Baxter is in use today at numerous companies across the United States and Canada, from GE’s Advanced Technology Lab in Plainville, Conn., to injection molder Koller-Craft Plastic Products in Fenton, Missouri, and aerospace hydroformer Cutting Dynamics, in Avon, Ohio. Other manufacturers deploying the robot include the injection molding firms The Rodon Group, of Hatfield, Pa., and Vanguard Plastics, in Southington, Conn., the stonecutting tools manufacturer Trow & Holden, of Barre, Vt., and the sheet metal manufacturer Tradesman Manufacturing, of Lethbridge, Alberta.
Many manufacturers were just beginning to become familiar with Baxter when Rethink Robotics added another smart, collaborative robot, Sawyer™, to its family of robots in March. Smaller and lighter than Baxter at 42 lbs, Sawyer is a single-arm, high-performance robot designed to work in tight spaces while performing precise tasks that have, historically, been difficult to automate with traditional industrial robots. These tasks include smaller-footprint machine tending, circuit board testing, and other jobs that require high precision and significant agility and flexibility.
Rethink Robotics’ SawyerSawyer™, a smart, collaborative robot scheduled for limited release this summer, is designed to execute precise tasks—such as machine tending and circuit board testing—that have, historically, been impractical to automate with traditional industrial robots.

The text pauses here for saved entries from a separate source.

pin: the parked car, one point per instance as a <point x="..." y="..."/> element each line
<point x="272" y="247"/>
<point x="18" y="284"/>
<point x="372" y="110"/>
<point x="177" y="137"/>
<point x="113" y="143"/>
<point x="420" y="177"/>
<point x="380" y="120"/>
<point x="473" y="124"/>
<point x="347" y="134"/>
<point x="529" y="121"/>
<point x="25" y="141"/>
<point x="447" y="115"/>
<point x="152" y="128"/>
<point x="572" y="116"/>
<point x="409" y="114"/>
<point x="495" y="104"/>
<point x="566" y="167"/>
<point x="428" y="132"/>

According to Rethink, Sawyer offers a 4kg (8.8 lb) payload, with 7 degrees of freedom and a 1-meter reach that can maneuver into the tight spaces and varied alignments of work cells designed for humans. High-resolution force sensors are embedded at each joint, enabling compliant motion control that allows the robot to “feel” its way into fixtures or machines, even when parts or positions vary. This is said to enable an adaptive precision that is unique within the robotics industry, and allows Sawyer to work effectively in semi-structured environments.
“With Baxter, we introduced the concept of robots and people working together on the plant floor,” said Rethink Robotics President and CEO Scott Eckert in a March 19 release. “With Sawyer, we have taken that relationship to the next level, with a high performance robot that opens the door for many new applications that have never been good candidates for automation. As we continue to redefine this industry, we also continue to give manufacturers new ways of adding efficiency and flexibility into their operations.”
Sawyer, with a base price of $29,000, is currently being field tested by several large manufacturing companies and is scheduled for release, with limited availability, in the summer of 2015. One of the companies field testing it is Jabil Circuit, Inc., the global electronic product company headquartered in St. Petersburg, Florida.